Step 4: The Customer Review Intelligence Method

Here is a tactic that I genuinely believe is underutilised by 95% of businesses, and it costs exactly nothing: mining competitor reviews for intelligence.

Go to every platform where your competitors have public reviews — Google, Trustpilot, Amazon (if applicable), Yelp, Capterra, G2, App Store — and read them. All of them. Not just the headline ratings. The actual text.

You are looking for three things:

  1. Recurring praise: What do customers consistently love? This tells you what the market values and what you need to match or exceed.
  2. Recurring complaints: What do customers consistently hate? This is your competitive opening. If their customers keep complaining about slow shipping, terrible customer service, or confusing packaging — that is your product differentiation brief, handed to you for free by their own dissatisfied customers.
  3. Language patterns: How do customers describe their problems and solutions? This is gold for your marketing copy. Use their exact language. It resonates because it’s genuine.

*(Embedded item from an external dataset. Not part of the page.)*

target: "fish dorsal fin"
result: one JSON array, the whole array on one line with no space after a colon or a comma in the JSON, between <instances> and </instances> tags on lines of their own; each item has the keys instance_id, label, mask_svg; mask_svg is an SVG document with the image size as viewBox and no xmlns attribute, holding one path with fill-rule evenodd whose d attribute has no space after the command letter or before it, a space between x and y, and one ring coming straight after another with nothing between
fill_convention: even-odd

This method is sometimes called the “Voice of Customer” (VoC) analysis in academic literature, and research published in the International Journal of Academic Research in Business and Social Sciences confirms that customer-driven language and insight is a primary driver of sustainable competitive advantage [5].

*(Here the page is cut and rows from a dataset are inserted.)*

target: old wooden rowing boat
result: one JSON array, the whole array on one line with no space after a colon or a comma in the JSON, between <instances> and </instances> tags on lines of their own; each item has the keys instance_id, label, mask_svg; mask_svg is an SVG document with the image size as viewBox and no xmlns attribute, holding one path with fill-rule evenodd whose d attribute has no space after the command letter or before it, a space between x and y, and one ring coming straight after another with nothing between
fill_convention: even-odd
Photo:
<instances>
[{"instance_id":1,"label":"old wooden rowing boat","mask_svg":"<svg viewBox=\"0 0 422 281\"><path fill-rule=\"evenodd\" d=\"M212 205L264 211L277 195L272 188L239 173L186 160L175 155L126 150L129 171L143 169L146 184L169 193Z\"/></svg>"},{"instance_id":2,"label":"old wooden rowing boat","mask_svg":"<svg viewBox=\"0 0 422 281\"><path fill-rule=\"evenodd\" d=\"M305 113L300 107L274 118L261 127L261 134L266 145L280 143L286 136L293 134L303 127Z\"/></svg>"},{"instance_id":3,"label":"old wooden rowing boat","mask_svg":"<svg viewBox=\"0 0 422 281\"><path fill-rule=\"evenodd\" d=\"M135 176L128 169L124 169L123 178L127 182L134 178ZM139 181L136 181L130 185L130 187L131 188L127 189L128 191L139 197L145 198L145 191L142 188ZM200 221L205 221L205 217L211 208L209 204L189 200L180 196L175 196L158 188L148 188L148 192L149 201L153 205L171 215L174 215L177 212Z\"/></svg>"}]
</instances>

Case Study 1: How a Zero-Budget Coffee Shop Outmanoeuvred a Chain

Let me tell you about a small independent coffee shop — let’s call it The Brew Corner — that opened in a UK city already saturated with a major chain competitor. The owner had no marketing budget to speak of. What she did have was time, curiosity, and a willingness to do the unglamorous work.

She spent two weeks doing the following, all for free:

  • Reading every Google and Trustpilot review of the chain competitor in her city
  • Monitoring the chain’s local Instagram account and reading every comment
  • Conducting informal conversations with customers who visited both establishments

What she found was revelatory. The chain’s customers consistently praised the consistency of the product but complained about three things with striking regularity: the noise level, the lack of comfortable seating, and the feeling that they were being rushed through the transaction.

The Brew Corner owner redesigned her customer experience around exactly those three points: a quieter atmosphere, deliberately comfortable seating, and staff trained to make customers feel unhurried. She didn’t spend money on market research. She spent two weeks reading reviews that were publicly available and drawing intelligent conclusions.

Within six months, The Brew Corner had built a loyal local following and an average Google review score of 4.9 — higher than the chain. Zero-budget competitive analysis had created a meaningful, defensible competitive advantage.


Step 5: Analyse Competitors’ Job Listings

This one sounds unconventional. It is one of the most powerful free competitive intelligence tactics available.

Companies hire for what they are building next. If a competitor suddenly posts five job listings for software engineers specialising in machine learning — they’re building an AI-powered product. If they post roles for enterprise sales representatives — they’re moving upmarket. If they’re hiring a Director of International Expansion — they’re going global.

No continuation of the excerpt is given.